Around this time, reporters usually remembered that they delayed important meetings and left me alone. But that is only half a joke. Roberto Meloni is a real intercultural phenomenon, like a diverse freelance artist, and he is very influential.
Latvian Radio's etherea returned the rubric of "Latvian Colors", loved by audiences and received warmly a year ago – five new stories about colorful phenomena in Latvia in the eyes of strangers. Translation: Lauris Veips.
Roberto has represented Latvia twice at Eurovision-2007. year with a group that tried to produce at the expense of the band Il Divo, and in 2008, with a group that tried to get money at the expense of piracy of the film "Caribbean". He appeared again in 2009, reading the results of a Latvian jury.

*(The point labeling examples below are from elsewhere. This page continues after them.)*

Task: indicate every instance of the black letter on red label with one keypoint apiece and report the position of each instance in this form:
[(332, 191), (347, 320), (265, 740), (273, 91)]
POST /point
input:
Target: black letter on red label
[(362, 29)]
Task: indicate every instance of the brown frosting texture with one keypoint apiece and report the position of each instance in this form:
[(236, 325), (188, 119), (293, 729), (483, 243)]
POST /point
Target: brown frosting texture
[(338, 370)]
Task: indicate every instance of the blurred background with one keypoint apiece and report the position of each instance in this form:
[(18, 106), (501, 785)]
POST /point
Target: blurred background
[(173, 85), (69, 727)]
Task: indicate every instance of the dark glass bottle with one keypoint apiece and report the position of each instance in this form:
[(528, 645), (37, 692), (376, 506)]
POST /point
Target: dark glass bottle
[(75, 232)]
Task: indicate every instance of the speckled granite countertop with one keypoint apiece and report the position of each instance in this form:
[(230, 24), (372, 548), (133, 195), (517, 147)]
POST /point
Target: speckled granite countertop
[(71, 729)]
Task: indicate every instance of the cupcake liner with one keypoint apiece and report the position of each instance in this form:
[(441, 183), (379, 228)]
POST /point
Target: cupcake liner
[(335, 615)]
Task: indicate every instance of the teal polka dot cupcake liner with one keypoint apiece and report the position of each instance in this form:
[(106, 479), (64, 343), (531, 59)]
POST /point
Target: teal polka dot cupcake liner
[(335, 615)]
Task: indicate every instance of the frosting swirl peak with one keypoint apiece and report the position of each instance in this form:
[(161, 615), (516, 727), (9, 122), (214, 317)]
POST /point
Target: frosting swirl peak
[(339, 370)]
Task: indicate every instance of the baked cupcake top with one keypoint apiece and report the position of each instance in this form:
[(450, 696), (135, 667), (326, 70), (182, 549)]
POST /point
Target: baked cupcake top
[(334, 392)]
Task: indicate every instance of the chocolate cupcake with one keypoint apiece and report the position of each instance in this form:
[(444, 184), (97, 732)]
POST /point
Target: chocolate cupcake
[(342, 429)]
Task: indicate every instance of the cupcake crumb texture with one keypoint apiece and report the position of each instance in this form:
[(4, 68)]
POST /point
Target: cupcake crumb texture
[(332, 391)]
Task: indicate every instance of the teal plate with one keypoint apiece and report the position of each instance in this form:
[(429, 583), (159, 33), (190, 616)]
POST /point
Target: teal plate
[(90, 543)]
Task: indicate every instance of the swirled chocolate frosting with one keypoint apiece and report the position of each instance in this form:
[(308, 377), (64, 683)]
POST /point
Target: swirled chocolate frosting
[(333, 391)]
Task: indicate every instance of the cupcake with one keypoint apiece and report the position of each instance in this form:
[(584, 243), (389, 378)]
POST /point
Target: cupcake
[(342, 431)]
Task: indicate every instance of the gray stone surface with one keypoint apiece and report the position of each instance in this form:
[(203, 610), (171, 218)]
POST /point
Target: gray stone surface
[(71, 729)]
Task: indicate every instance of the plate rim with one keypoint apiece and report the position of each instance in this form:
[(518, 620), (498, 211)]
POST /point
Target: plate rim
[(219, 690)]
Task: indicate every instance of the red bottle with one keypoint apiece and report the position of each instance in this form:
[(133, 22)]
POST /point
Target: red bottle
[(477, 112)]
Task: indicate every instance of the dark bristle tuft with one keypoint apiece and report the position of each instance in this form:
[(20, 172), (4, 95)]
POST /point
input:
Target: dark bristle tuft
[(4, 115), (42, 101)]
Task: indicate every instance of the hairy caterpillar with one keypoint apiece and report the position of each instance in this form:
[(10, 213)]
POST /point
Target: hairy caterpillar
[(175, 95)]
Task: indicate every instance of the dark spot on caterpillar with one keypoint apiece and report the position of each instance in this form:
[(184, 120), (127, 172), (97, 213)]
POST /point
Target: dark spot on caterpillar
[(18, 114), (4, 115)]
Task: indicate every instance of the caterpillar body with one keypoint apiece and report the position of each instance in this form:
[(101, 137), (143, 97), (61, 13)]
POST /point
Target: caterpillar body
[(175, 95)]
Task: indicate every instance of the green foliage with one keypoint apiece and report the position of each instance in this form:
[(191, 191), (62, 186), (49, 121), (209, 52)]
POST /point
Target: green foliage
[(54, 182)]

He also has the opportunity to dance and often appears in gossip magazines. He can also swim on talk shows and radio or promote his latest Latvian tour on television. I have spoken with people who have hired Robert as a leader in public events, and they have very good reviews about their professionalism.

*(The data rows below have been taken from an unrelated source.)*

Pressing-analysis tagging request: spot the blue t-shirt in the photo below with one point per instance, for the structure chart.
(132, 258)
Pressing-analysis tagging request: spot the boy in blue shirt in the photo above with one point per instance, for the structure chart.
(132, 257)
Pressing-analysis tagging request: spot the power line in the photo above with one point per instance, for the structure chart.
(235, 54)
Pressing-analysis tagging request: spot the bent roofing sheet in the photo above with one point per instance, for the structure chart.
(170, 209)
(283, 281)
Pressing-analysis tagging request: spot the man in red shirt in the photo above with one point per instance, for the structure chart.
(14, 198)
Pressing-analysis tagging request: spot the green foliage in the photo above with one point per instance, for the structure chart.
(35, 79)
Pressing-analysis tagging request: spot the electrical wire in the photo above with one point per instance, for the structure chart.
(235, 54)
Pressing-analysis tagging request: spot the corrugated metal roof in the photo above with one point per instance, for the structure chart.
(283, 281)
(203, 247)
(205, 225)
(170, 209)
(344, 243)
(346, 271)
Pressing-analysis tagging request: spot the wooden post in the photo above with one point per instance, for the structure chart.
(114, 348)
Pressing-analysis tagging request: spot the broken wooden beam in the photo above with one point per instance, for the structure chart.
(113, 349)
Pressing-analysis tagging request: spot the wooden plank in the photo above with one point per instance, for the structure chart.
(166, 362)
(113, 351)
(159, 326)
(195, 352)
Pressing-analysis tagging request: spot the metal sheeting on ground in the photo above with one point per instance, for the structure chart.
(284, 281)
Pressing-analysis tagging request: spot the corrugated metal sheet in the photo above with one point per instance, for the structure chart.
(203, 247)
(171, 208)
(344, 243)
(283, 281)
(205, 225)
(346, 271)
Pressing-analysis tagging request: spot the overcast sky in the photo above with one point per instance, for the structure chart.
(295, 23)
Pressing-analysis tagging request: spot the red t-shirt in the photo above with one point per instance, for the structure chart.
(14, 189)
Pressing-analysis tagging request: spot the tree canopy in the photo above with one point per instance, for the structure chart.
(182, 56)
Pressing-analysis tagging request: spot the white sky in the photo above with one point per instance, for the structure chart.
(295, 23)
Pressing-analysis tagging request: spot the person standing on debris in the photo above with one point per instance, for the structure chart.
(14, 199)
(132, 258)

But the real influence is the TV show cooking show "La Dolce Vita … with Roberto!" (And the same predecessor "Good food for good friends … with Roberto!") Is transmitted every day during the day.
I guarantee that everything he prepares will be given to me by a wife after a few days. He sat on the television with a pen and a piece of paper, wrote Robert's prescription, and I'm sure he wasn't the only one who did it.
Overall, there may be hundreds, maybe even thousands of female mothers, throughout Latvia, who list every suggestion they use for salt and pepper with the fanatical zeal that might be expected from the generals who ran on the rocket base along with Kim Chenun.
I think he has prepared his favorite soup in Latvia for around 60 years. That is good. But this week on the table is a steaming bowl, which tastes a little different.
"Very tasty," I said.
"Yes, this is Roberto's soup!" He said excitedly. "He succeeded on Monday."
The soup is almost the same as the one cooked, but there are also tomatoes. This technique is Roberto's favorite. That is, add tomatoes. He is Italian.
Roberto's appeal is not only about the fact that he adds tomatoes. His appeal was due to the fact that he was a little exotic and at the same time was very understanding Latvian, which he spoke with a unique Italian accent, was very pleasant and exaggerated.
I admire Roberto, and not only because of his language skills. I like people who are versatile, and he is not at all like that. My most brilliant and beloved memory is from the Night Museum a few years ago. I walked through several places and thought of going home when around midnight I fell into the Castle of Riga and walked down the stairs to the cold basement. At that time there were no reproductions of Greek and Roman statues that were too good but full. And there, right between the columns, brooding and the hero of victory, is Roberto Meloni – the glowing sparkle, the excellent butterfly suit, he sings "Volare" with full revenge and a phonogram.
On the one hand, it feels cheap, but now for me it's a strange touch. How many entertainers would be ready to stand in the middle of the night in a sinking palace in the basement to smile at the crowd who accidentally entered it? Maybe Robert was not Latvian, but he was clearly Latvian. What a man!
The series "Latvian Colors" was created by Mike Coler and Lauris Veips, the author of the English version of the Latvian Public Media Portal.